We still have one 13 year old child at home and after looking into Divorce and ongoing support payments, I don't see any way of supporting two households (wife not willing or able to work). Is it legally possible to live in same house legally and be separated legally? What I want to do is Freeze the accounts, so that I am not responsible for her spending any longer?


----------



## 836710 (Sep 25, 2012)

Is there a reason why she can't work? Honestly, freezing the accounts is a good idea. It would help on her not spending so much money. Have you considered opening an account, just in your name and start putting money aside? Maybe putting her on an allowance. I mean if she doens't want to get a job, it's only fair.


----------



## Emerald (Aug 2, 2012)

You may want to talk to a lawyer about a legal separation because she may open up credit cards once you cut off her spending & you will be responsible for her debt.


----------



## NoMoreDrama (Oct 1, 2012)

No reason why she can't work other than being able to get along with people. I did setup a separate account and give allowance for home expenses, problem is that she uses credit cards and has access to all accounts because banks give her access because she is my wife. I have contacted attorney's about divorce and separation, but not about continuing to live in same house. I thought someone here might know if that is possible?


----------



## C3156 (Jun 13, 2012)

NoMoreDrama said:


> I believe my wife has a Border Line Personality Disorder and this causes Financial and emotional hardships on our family.
> I can explain more if needed, but basically I think it's time to Freeze our accounts, since she really can't stop spending our money and has refused to take on a job to bring in more income.
> 
> We still have one 13 year old child at home and after looking into Divorce and ongoing support payments, I don't see any way of supporting two households (wife not willing or able to work). Is it legally possible to live in same house legally and be separated legally? What I want to do is Freeze the accounts, so that I am not responsible for her spending any longer?

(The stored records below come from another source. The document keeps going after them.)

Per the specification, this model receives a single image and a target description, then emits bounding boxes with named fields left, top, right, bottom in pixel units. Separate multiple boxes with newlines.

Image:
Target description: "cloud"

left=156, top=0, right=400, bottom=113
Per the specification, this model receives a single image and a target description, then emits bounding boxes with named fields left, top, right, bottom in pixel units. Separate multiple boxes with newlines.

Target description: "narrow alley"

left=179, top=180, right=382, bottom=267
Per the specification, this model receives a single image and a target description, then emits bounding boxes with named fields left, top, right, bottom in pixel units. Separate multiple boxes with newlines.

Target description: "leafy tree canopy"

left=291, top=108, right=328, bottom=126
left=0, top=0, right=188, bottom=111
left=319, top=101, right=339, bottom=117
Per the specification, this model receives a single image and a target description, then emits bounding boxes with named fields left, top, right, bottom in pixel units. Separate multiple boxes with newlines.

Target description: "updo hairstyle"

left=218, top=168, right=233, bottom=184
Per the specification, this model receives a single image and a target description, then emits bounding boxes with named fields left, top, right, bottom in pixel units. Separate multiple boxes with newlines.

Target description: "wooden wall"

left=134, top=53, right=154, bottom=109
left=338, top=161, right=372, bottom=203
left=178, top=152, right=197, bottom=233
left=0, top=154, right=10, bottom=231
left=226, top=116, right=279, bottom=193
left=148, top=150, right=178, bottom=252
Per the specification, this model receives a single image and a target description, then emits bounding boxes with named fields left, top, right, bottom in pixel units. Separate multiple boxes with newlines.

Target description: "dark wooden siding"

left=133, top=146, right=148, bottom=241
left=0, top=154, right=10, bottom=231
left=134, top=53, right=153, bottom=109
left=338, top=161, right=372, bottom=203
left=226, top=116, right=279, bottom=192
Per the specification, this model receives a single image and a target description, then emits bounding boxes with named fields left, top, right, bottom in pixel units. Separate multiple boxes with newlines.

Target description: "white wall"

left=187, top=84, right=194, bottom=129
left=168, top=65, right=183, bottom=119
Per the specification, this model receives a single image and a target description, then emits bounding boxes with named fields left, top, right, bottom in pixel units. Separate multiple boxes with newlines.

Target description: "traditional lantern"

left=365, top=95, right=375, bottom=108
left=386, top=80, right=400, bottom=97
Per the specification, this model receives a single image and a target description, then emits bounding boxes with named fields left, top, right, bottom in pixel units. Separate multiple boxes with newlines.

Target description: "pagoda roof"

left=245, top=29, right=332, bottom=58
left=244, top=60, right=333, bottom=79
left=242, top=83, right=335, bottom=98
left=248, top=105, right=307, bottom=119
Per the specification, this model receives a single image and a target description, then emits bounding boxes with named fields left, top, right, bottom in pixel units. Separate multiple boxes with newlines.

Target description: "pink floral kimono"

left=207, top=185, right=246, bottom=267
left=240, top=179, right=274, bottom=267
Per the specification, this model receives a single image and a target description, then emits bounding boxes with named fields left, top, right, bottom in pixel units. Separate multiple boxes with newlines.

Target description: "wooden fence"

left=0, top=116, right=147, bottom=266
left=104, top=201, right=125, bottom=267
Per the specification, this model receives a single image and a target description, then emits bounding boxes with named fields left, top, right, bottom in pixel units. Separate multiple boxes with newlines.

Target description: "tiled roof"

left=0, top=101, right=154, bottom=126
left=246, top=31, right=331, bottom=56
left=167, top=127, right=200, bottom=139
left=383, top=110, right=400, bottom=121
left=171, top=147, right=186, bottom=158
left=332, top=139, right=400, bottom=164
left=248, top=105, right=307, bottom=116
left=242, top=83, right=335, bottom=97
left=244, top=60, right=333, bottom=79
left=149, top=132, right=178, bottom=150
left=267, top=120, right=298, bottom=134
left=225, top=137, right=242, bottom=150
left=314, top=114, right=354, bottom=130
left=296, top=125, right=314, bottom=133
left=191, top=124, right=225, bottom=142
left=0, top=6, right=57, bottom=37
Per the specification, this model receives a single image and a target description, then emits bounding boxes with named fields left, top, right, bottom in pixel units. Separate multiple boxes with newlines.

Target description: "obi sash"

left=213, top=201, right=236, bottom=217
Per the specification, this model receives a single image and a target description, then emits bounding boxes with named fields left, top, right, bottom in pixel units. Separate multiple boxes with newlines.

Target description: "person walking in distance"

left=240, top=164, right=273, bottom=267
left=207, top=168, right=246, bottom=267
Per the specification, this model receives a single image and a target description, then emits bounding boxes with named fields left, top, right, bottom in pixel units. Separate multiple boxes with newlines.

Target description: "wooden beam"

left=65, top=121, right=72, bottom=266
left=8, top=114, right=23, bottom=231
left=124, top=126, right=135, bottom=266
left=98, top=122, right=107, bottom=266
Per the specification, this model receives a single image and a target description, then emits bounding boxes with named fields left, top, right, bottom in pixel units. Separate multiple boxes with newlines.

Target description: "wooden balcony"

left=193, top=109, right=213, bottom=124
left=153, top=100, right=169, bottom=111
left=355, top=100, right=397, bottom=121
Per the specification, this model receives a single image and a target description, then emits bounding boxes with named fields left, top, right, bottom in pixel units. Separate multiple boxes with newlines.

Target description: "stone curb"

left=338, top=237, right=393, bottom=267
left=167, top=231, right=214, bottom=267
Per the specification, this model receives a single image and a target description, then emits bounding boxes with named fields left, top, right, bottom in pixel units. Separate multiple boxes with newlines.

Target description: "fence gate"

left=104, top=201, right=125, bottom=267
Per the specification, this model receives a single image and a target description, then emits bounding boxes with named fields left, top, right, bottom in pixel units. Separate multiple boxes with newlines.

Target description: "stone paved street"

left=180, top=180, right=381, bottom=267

Do you have a plan? You have a stay-at-home-mom with possible personality issues and you expect to get through this easily? And you live in CA? 

I am going to go out on a limb and say you are getting ready to fight a very uphill battle. The more that you can do before you drop the "D" bomb on your wife, the better chances you may have of getting through with minimal damage.

First and foremost, don't tell your wife anything about what you are about to do. Do not telegraph your intentions. Here is a good starting point: THE LIST (Print It) - Divorce Forum and Child Custody Forum It is long and redundant, but contains good nuggets of wisdom.

Get a voice activated recorder to protect yourself in the event the police arrive because your wife reports a false DV. Been there, seen it happen. Don't expect her to be a happy person when you serve her with divorce papers. The point of the recorder is not to assign blame but to protect yourself and show the officers what really happened instead of the old he said/she said.

Start reading the List and implement what it says. Open an account at a bank that you are the only one with your name on the account. Just because she is your wife does not mean she has rights and access to an account in your name. Freeze your credit with the major credit agencies to prevent new credit opening under your name. This does not prevent your wife from opening her own credit, but you will be able to argue it is debt incurred soley by her.

I am taking kind of a devil's advocate position here, but you can never be to prepared. 

As for your original question, do you really want to live with your wife while you are separated? It can be done but I expect living with a pissed off BPD could be a living hell.


----------



## NoMoreDrama (Oct 1, 2012)

Actually I use the voice recorder now when she is on an up or down spiral. It's tough living together now, but I don't have the money to support two homes, plus I need to be in the home to get the home sold and take care of it while it is on the market. Thx for advice


----------